Why Standard OS Hardening Isn’t Enough

A common architectural misconception is that a well-configured local firewall can mitigate large-scale Layer 3/4 attacks. While utilities like nftables or UFW are exceptional at managing local access controls, they operate inside the server’s operating system.

By the time a packet reaches your local software firewall, it has already traveled down your upstream network pipe and entered your physical Network Interface Card (NIC).

If a malicious actor targets your public RPC node with a $100\text{ Gbps}$ UDP flood, but your server is connected to a $10\text{ Gbps}$ or $20\text{ Gbps}$ physical port, the link is saturated long before the Linux kernel can analyze the packet headers. Your legitimate traffic is dropped at the upstream router because there is no physical room left in the data stream.

Strategies for True Network-Layer Mitigation

Defending public blockchain endpoints against raw volumetric floods requires a multi-tiered mitigation architecture that stops the attack before it ever hits your server’s operating system.

1. Automated Upstream Inline Mitigation (Scrubbing Centers)

The definitive solution to volumetric attacks is shifting the defense upstream. High-performance infrastructure networks utilize specialized hardware scrubbing layers directly at the network edge.

When a sudden, anomalous traffic spike is detected, incoming packets are automatically rerouted through an inline scrubbing center. These high-capacity hardware arrays analyze traffic patterns in real-time, instantly filtering out spoofed UDP bursts, invalid TCP flags, and malicious SYN floods. Only clean, verified traffic is permitted to travel down the final physical pipe to your dedicated server.

2. Utilizing Edge Anycast Topologies

When an RPC endpoint relies on a single public IP address anchored to one physical server location, it presents a single, static target for attackers.

Implementing a global Border Gateway Protocol (BGP) Anycast network allows multiple geographically distinct data centers to announce the exact same public IP address. When an attacker launches a volumetric flood, the traffic is naturally fragmented and distributed across multiple global routing nodes.

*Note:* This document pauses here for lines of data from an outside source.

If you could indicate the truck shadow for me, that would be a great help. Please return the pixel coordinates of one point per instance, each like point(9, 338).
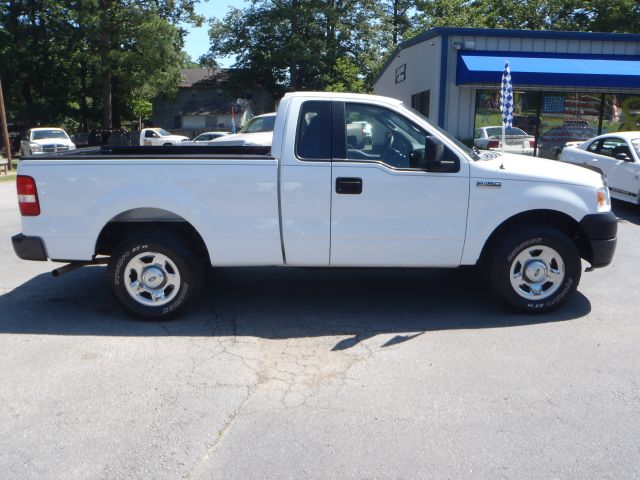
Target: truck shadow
point(278, 303)
point(626, 211)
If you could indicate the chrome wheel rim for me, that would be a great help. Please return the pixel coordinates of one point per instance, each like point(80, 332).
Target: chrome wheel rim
point(152, 279)
point(537, 272)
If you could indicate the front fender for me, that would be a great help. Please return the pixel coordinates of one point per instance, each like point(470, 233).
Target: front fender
point(490, 206)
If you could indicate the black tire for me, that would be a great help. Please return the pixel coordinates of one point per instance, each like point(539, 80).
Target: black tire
point(536, 269)
point(170, 259)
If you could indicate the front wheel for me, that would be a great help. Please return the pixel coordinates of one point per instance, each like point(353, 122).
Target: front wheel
point(154, 275)
point(536, 270)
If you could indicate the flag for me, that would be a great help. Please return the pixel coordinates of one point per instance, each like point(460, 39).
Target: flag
point(506, 97)
point(233, 120)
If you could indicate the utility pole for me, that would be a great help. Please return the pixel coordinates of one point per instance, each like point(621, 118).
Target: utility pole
point(5, 132)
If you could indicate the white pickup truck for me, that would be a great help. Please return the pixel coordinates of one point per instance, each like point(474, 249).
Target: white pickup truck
point(415, 197)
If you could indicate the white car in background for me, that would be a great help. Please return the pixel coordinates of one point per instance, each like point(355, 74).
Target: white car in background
point(45, 140)
point(159, 136)
point(256, 132)
point(617, 156)
point(204, 138)
point(517, 140)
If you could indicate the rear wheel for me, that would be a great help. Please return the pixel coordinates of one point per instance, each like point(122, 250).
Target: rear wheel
point(154, 275)
point(536, 269)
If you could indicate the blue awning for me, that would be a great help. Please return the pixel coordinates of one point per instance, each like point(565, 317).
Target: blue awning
point(550, 69)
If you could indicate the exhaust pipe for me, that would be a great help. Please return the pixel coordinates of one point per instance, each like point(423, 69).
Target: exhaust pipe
point(70, 267)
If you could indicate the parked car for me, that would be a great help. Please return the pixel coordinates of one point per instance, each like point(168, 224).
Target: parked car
point(517, 141)
point(256, 132)
point(553, 141)
point(204, 138)
point(528, 123)
point(617, 156)
point(159, 136)
point(45, 140)
point(109, 136)
point(423, 199)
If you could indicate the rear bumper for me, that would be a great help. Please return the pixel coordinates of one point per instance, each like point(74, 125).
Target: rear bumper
point(29, 248)
point(601, 230)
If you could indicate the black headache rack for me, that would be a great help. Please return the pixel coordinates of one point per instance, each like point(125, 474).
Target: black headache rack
point(163, 151)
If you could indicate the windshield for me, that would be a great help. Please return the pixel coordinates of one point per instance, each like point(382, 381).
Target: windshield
point(446, 134)
point(43, 134)
point(259, 124)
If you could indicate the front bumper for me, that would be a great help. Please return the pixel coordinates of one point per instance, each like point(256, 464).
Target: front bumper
point(29, 248)
point(601, 230)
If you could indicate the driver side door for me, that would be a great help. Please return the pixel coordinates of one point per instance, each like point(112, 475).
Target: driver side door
point(389, 208)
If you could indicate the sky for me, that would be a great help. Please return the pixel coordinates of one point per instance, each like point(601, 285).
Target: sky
point(197, 40)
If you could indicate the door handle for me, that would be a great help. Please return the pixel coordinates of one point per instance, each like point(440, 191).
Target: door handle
point(348, 186)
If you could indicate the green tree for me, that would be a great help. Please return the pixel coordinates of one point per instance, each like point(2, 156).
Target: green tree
point(88, 59)
point(296, 44)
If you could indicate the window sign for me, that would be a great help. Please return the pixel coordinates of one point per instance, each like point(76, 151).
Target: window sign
point(401, 73)
point(553, 104)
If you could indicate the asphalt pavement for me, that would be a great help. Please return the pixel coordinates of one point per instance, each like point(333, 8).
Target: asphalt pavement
point(318, 374)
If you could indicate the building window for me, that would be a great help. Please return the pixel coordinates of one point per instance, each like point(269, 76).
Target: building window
point(420, 102)
point(621, 113)
point(555, 118)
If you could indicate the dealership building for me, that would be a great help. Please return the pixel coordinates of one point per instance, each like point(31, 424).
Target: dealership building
point(567, 85)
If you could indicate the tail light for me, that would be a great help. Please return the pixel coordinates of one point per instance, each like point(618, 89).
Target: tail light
point(28, 196)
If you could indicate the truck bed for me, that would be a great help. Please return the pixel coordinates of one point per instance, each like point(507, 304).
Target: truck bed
point(169, 152)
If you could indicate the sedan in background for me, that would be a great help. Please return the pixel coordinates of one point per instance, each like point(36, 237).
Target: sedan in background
point(205, 137)
point(553, 141)
point(617, 156)
point(516, 140)
point(45, 140)
point(256, 132)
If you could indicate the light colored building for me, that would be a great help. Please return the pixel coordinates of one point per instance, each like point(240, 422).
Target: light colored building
point(567, 85)
point(204, 101)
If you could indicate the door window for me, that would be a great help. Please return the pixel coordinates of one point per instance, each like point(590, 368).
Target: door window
point(313, 139)
point(612, 146)
point(594, 146)
point(378, 134)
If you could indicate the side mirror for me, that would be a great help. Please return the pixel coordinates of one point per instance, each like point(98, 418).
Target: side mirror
point(439, 158)
point(622, 156)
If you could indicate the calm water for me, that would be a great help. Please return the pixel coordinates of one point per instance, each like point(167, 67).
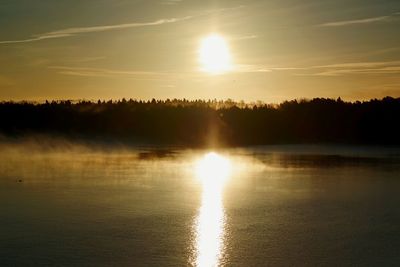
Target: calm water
point(264, 206)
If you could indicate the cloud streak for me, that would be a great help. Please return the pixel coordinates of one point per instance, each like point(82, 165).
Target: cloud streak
point(381, 67)
point(68, 32)
point(359, 21)
point(83, 30)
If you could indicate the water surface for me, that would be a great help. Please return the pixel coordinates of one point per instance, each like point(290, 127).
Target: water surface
point(261, 206)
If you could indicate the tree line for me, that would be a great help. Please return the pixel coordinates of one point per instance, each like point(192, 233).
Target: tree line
point(212, 122)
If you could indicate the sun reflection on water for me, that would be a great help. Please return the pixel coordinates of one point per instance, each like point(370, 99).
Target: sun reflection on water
point(212, 171)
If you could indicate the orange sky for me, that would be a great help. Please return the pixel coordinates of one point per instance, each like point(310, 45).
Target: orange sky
point(150, 49)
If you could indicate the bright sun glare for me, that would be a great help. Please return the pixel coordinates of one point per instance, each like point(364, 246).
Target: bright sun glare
point(214, 54)
point(213, 170)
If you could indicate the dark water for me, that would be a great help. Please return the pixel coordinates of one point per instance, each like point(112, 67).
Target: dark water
point(269, 206)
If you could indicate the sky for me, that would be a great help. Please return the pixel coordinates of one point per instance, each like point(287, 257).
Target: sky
point(143, 49)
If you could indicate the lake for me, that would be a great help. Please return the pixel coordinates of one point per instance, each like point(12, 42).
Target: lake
point(76, 205)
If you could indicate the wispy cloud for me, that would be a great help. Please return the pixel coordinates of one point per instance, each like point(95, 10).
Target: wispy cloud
point(171, 2)
point(67, 32)
point(83, 30)
point(99, 72)
point(360, 21)
point(381, 67)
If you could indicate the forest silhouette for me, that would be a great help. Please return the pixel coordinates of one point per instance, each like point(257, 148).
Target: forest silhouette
point(208, 123)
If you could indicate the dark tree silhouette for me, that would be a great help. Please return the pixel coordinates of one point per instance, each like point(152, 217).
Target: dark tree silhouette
point(198, 122)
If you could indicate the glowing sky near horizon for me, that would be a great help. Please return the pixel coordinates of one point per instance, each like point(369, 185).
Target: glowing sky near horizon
point(276, 50)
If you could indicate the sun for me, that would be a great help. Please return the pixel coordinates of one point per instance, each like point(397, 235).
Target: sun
point(214, 55)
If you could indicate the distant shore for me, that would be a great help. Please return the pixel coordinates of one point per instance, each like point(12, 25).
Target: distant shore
point(207, 123)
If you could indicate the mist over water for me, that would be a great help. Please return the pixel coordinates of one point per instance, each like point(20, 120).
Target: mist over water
point(78, 205)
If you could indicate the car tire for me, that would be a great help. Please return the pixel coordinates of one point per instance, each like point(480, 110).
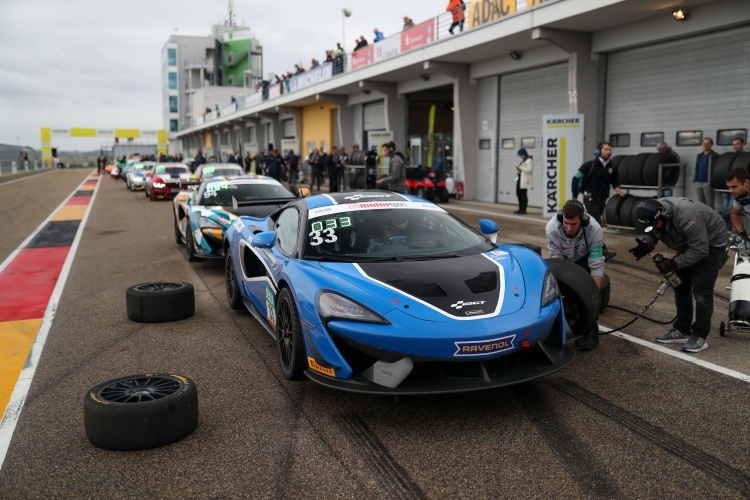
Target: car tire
point(190, 245)
point(581, 296)
point(604, 292)
point(233, 287)
point(157, 302)
point(177, 234)
point(289, 341)
point(140, 412)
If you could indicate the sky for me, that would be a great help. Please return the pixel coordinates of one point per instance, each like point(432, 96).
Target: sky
point(96, 63)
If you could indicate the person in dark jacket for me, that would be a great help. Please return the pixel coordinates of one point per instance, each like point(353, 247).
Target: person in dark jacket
point(700, 180)
point(698, 234)
point(593, 179)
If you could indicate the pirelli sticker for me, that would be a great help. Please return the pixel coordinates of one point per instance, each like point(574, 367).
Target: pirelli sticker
point(483, 347)
point(314, 365)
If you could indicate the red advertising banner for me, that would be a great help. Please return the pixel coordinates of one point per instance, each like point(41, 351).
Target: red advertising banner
point(362, 57)
point(419, 35)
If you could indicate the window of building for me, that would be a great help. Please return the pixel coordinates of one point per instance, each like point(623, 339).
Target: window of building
point(724, 137)
point(651, 139)
point(619, 140)
point(689, 138)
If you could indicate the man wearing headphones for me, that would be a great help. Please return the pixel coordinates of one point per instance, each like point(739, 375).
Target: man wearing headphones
point(593, 180)
point(575, 236)
point(699, 236)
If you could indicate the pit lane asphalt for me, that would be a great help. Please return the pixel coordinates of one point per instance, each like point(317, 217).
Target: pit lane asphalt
point(621, 421)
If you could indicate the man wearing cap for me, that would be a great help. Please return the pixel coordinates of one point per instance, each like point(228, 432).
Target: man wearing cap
point(575, 236)
point(593, 180)
point(698, 234)
point(524, 180)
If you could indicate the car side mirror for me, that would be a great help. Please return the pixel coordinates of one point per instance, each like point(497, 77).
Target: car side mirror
point(489, 228)
point(266, 239)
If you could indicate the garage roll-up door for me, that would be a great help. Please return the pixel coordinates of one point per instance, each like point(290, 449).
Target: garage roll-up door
point(693, 84)
point(524, 98)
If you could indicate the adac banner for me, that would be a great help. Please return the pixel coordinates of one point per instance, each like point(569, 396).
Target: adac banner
point(562, 140)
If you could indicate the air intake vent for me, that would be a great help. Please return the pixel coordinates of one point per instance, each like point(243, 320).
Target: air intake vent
point(485, 282)
point(418, 289)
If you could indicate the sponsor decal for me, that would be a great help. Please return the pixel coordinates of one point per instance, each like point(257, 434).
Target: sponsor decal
point(460, 304)
point(314, 365)
point(482, 347)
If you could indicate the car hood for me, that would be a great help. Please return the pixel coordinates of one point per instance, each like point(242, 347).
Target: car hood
point(465, 288)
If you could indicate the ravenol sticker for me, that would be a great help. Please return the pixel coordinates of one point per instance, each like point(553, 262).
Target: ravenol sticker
point(270, 306)
point(314, 365)
point(483, 347)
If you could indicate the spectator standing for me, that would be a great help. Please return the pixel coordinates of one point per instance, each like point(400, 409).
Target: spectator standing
point(524, 180)
point(700, 179)
point(456, 8)
point(575, 236)
point(593, 179)
point(698, 235)
point(292, 162)
point(396, 178)
point(315, 169)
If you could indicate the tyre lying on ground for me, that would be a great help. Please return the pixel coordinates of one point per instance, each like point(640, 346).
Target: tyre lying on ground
point(157, 302)
point(140, 412)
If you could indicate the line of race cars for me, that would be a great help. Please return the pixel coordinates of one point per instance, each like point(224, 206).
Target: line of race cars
point(374, 291)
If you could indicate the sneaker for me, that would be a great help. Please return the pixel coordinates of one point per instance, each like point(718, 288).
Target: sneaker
point(673, 336)
point(695, 344)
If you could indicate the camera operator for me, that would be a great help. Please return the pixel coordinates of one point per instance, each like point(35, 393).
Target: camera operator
point(698, 234)
point(575, 236)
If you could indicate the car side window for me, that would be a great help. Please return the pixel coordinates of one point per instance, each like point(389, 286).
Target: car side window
point(287, 230)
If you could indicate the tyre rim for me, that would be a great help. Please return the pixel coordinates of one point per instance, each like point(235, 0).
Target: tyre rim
point(158, 287)
point(230, 278)
point(139, 390)
point(286, 346)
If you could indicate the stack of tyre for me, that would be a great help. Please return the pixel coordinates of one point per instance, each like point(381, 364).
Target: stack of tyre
point(643, 169)
point(724, 164)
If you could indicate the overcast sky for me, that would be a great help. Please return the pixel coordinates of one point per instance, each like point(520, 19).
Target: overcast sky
point(96, 63)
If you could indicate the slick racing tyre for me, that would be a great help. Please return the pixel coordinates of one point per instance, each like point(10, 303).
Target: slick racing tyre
point(140, 412)
point(579, 292)
point(157, 302)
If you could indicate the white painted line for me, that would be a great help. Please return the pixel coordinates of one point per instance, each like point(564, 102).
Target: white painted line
point(690, 358)
point(18, 398)
point(24, 178)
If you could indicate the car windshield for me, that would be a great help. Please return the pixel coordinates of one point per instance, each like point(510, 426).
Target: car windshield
point(411, 231)
point(171, 171)
point(242, 190)
point(221, 171)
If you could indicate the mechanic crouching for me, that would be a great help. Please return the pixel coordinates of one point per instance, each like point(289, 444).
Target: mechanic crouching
point(699, 236)
point(575, 236)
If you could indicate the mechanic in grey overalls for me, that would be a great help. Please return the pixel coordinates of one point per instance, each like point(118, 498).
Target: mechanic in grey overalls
point(699, 236)
point(575, 236)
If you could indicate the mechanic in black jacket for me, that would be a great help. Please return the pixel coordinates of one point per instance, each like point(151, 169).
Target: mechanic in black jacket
point(593, 180)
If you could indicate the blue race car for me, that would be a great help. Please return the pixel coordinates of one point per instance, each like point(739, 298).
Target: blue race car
point(384, 293)
point(202, 216)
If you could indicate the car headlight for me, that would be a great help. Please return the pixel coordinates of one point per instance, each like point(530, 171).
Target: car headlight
point(334, 306)
point(206, 222)
point(550, 291)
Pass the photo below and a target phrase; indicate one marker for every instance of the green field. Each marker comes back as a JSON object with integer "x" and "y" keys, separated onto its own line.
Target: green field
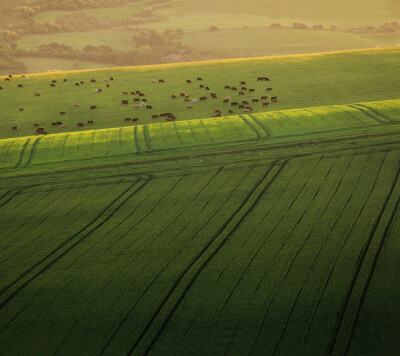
{"x": 247, "y": 248}
{"x": 298, "y": 81}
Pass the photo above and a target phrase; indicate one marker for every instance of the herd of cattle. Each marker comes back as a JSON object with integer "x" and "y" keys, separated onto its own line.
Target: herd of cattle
{"x": 139, "y": 100}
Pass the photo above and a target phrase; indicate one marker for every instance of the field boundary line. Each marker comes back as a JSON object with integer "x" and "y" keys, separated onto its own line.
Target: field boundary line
{"x": 360, "y": 262}
{"x": 207, "y": 260}
{"x": 125, "y": 196}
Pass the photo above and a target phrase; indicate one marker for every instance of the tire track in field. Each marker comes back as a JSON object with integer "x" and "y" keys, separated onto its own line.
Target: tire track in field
{"x": 359, "y": 265}
{"x": 316, "y": 258}
{"x": 263, "y": 277}
{"x": 376, "y": 112}
{"x": 367, "y": 113}
{"x": 97, "y": 222}
{"x": 223, "y": 228}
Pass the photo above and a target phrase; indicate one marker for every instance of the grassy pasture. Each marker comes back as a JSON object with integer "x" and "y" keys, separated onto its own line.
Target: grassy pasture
{"x": 130, "y": 143}
{"x": 298, "y": 81}
{"x": 248, "y": 253}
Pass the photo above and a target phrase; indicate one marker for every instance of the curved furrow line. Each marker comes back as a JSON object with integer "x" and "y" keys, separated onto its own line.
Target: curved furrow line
{"x": 376, "y": 112}
{"x": 207, "y": 260}
{"x": 101, "y": 222}
{"x": 359, "y": 264}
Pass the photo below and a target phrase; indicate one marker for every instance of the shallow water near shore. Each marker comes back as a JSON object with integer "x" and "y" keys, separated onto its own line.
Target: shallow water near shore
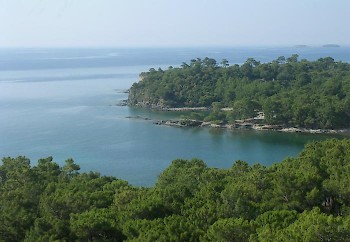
{"x": 62, "y": 103}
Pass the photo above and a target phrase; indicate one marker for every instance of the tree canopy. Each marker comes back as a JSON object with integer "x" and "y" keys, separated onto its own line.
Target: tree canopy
{"x": 308, "y": 94}
{"x": 189, "y": 202}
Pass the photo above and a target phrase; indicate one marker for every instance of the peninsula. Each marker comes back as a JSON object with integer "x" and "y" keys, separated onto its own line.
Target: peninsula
{"x": 289, "y": 93}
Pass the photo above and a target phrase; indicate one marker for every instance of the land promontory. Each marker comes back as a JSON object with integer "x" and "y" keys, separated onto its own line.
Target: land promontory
{"x": 287, "y": 91}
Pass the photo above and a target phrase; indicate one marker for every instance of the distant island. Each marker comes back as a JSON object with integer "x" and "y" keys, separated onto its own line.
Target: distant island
{"x": 285, "y": 94}
{"x": 331, "y": 45}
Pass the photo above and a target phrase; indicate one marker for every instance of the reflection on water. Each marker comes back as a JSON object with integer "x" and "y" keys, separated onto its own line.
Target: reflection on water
{"x": 49, "y": 114}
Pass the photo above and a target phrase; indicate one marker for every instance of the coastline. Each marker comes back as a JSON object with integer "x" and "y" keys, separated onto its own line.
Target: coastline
{"x": 192, "y": 123}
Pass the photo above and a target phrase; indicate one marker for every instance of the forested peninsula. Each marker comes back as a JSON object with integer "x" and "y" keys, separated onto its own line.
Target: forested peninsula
{"x": 286, "y": 92}
{"x": 306, "y": 198}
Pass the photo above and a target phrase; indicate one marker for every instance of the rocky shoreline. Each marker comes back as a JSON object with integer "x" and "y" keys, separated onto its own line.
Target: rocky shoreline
{"x": 240, "y": 125}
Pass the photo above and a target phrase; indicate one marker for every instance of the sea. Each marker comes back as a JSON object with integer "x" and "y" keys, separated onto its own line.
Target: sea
{"x": 64, "y": 103}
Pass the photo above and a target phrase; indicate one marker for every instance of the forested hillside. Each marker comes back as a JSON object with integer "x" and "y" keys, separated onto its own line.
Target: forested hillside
{"x": 300, "y": 199}
{"x": 309, "y": 94}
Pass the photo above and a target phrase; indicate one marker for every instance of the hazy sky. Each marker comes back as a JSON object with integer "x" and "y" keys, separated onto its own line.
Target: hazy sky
{"x": 123, "y": 23}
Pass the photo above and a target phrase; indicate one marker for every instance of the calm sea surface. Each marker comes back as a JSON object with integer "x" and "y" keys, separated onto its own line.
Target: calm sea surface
{"x": 62, "y": 103}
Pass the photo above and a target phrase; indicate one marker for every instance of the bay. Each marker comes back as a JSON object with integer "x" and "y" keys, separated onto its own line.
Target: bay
{"x": 62, "y": 103}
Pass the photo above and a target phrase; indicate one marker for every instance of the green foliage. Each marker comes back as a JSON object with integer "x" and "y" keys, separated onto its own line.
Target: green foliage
{"x": 306, "y": 198}
{"x": 311, "y": 94}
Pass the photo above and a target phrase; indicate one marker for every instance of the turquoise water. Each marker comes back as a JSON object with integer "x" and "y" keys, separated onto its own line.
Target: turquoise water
{"x": 62, "y": 103}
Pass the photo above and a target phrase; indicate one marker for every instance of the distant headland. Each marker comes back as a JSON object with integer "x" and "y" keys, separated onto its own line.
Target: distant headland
{"x": 330, "y": 45}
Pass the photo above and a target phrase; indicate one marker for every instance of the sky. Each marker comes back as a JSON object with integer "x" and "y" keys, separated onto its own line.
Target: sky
{"x": 166, "y": 23}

Instead of hitting a single server, the attack is absorbed at the regional edge closest to the attacking botnet nodes, keeping the core RPC endpoint functional.

3. Deep Kernel Tuning (sysctl.conf)

While software cannot fix a saturated physical pipe, optimizing how your Linux kernel processes low-level transport data ensures the server doesn’t crash during sub-volumetric micro-bursts.

• Enable SYN Cookies: Enforcing net.ipv4.tcp_syncookies = 1 prevents connection table exhaustion during SYN floods by eliminating the need to store half-open connections in memory.

• Adjust Backlog Queues: Increasing the maximum number of half-open connections the kernel can queue (net.core.netdev_max_backlog and net.ipv4.tcp_max_syn_backlog) gives the operating system a wider breathing room buffer to process sudden, intense packet spikes without dropping legitimate RPC requests.

Bare Metal Fortified at the Network Edge

Deploying public Web3 infrastructure requires a baseline that extends far beyond standard CPU and RAM specifications. Relying on legacy cloud platforms often exposes operators to hidden bandwidth overages and rigid network limits when an attack occurs.

True network resilience demands sovereign, unmanaged hardware anchored to an elite network edge. By combining raw computing power with automated, upstream inline scrubbing and premium BGP transit, infrastructure teams can ensure their public RPC endpoints remain fast, reliable, and entirely immune to the chaos of the open internet.